JP Morgan analisa que ativos do Sul impactam resultados e possível venda minimiza ‘distrações’ na gestão.

Hapvida Registra Alta em Ações Após Análise do JP Morgan

No dia 8 de março, as ações da Hapvida (HAPV3) experimentaram um crescimento significativo de 9,06%, cotadas a R$ 11,19, após uma valorização superior a 17% durante o pregão. Esse movimento é creditado a um conjunto de fatores favoráveis identificados pelo JP Morgan.

Fatores que Impulsionaram a Valorização

Os analistas do banco interpretam essa disparada como um reflexo do potencial de desbloqueio de valor com a venda de ativos considerados não essenciais e de baixo desempenho. Ao mesmo tempo, a análise também enfatiza o comprometimento da família Pinheiro com os negócios da empresa, que se mostra consciente das pressões operacionais que estão em andamento.

Possibilidade de Venda de Ativos na Região Sul

A Hapvida está avaliando a possibilidade de negociar sua operação na região Sul do Brasil, conforme informações publicadas pelo portal Pipeline, do Valor Econômico. Este processo de desinvestimento abrange ativações como a Clinipam e o Centro Clínico Gaúcho, incluindo três hospitais construídos pela própria empresa e abrangendo um total de oito hospitais, além de 21 clínicas e aproximadamente 490 mil beneficiários.

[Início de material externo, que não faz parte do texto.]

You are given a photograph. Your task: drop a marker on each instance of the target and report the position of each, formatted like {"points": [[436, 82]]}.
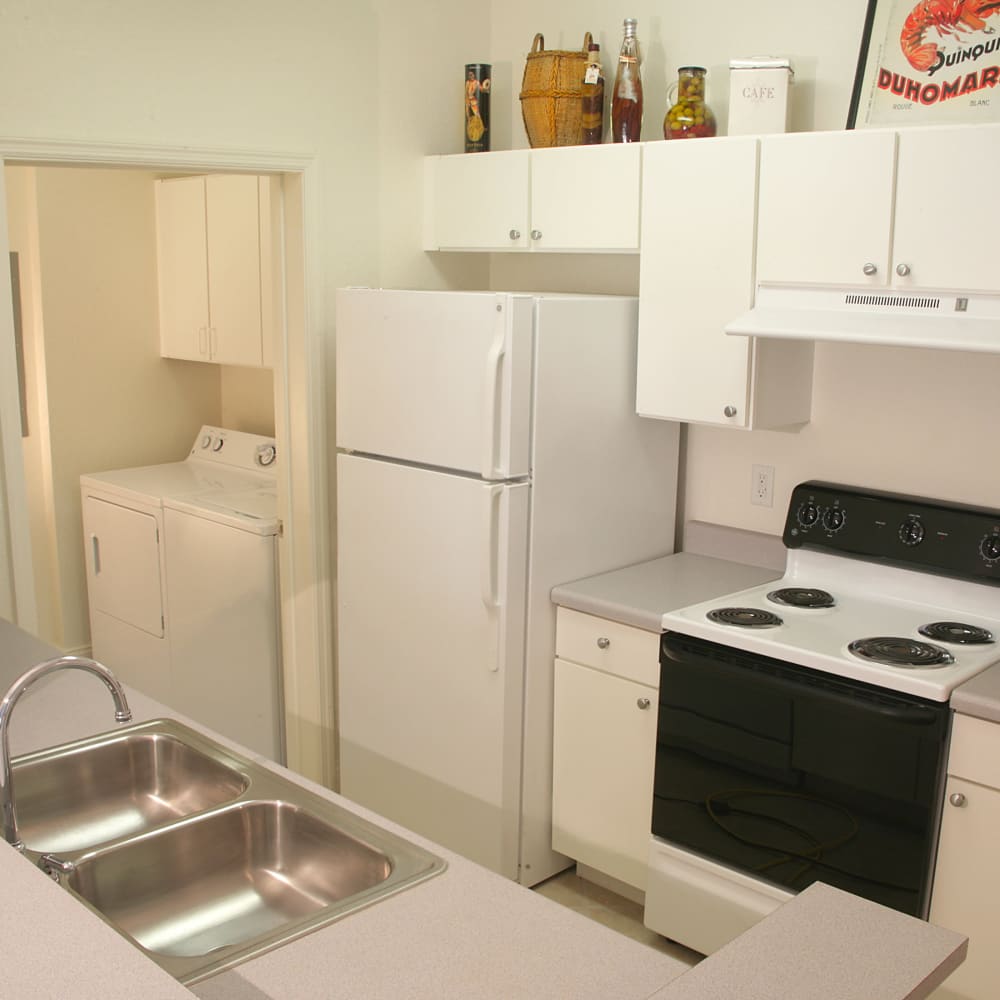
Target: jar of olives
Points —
{"points": [[689, 116]]}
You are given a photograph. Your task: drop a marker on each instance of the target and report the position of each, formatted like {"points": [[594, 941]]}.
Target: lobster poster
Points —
{"points": [[928, 62]]}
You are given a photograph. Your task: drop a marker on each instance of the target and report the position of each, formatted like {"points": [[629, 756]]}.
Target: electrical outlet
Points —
{"points": [[762, 485]]}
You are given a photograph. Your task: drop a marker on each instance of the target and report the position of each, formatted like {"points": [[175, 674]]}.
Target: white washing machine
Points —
{"points": [[182, 580]]}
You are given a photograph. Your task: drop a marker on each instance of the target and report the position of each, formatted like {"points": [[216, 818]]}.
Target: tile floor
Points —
{"points": [[610, 909]]}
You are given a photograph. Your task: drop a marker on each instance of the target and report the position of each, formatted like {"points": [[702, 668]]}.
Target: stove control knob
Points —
{"points": [[990, 548], [911, 531], [834, 519], [808, 514]]}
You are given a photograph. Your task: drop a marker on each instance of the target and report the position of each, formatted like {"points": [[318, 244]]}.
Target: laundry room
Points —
{"points": [[99, 395]]}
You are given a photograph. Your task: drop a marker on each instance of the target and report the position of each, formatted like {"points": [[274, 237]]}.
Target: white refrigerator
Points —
{"points": [[488, 449]]}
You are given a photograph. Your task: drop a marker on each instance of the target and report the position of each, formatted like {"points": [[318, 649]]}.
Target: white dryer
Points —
{"points": [[131, 592]]}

Aumento da Participação da Família Controladora

A operadora de saúde também anunciou que a família que controla a empresa elevou sua participação na Hapvida para 51,4%, excluindo as ações em tesouraria. Essa ação gerou discussões entre os analistas do JP Morgan, que acreditam que a concentração de controle pela família possa limitar a influência de outros acionistas na melhoria da governança e na implementação de estratégias de execução.

Recomendação do JP Morgan

Apesar das observações feitas, o JP Morgan decidiu manter sua recomendação neutra para as ações HAPV3.

Impacto da Região Sul na Sinistralidade

A equipe de analistas considera que a venda potencial de ativos na região Sul é uma boa notícia, pois poderá destravar valor e reduzir a pressão sobre os resultados financeiros. Essa medida poderá também minimizar as “distrações” da gestão que interferem no foco principal da recuperação da empresa, que está centrada em São Paulo.

Dados sobre Sinistralidade

Com relação aos números, o banco reporta que a Clinipam apresentou um índice de sinistralidade (MLR) de 85%, enquanto o Centro Clínico Gaúcho alcançou 95,8% em 2025, conforme os dados da Agência Nacional de Saúde Suplementar (ANS). Este fato sugere que uma parte considerável da pressão no MLR consolidado da Hapvida — que registrou 78% no último ano — origina-se das operações na região Sul, embora esses ativos representem apenas cerca de 5% das receitas totais da companhia.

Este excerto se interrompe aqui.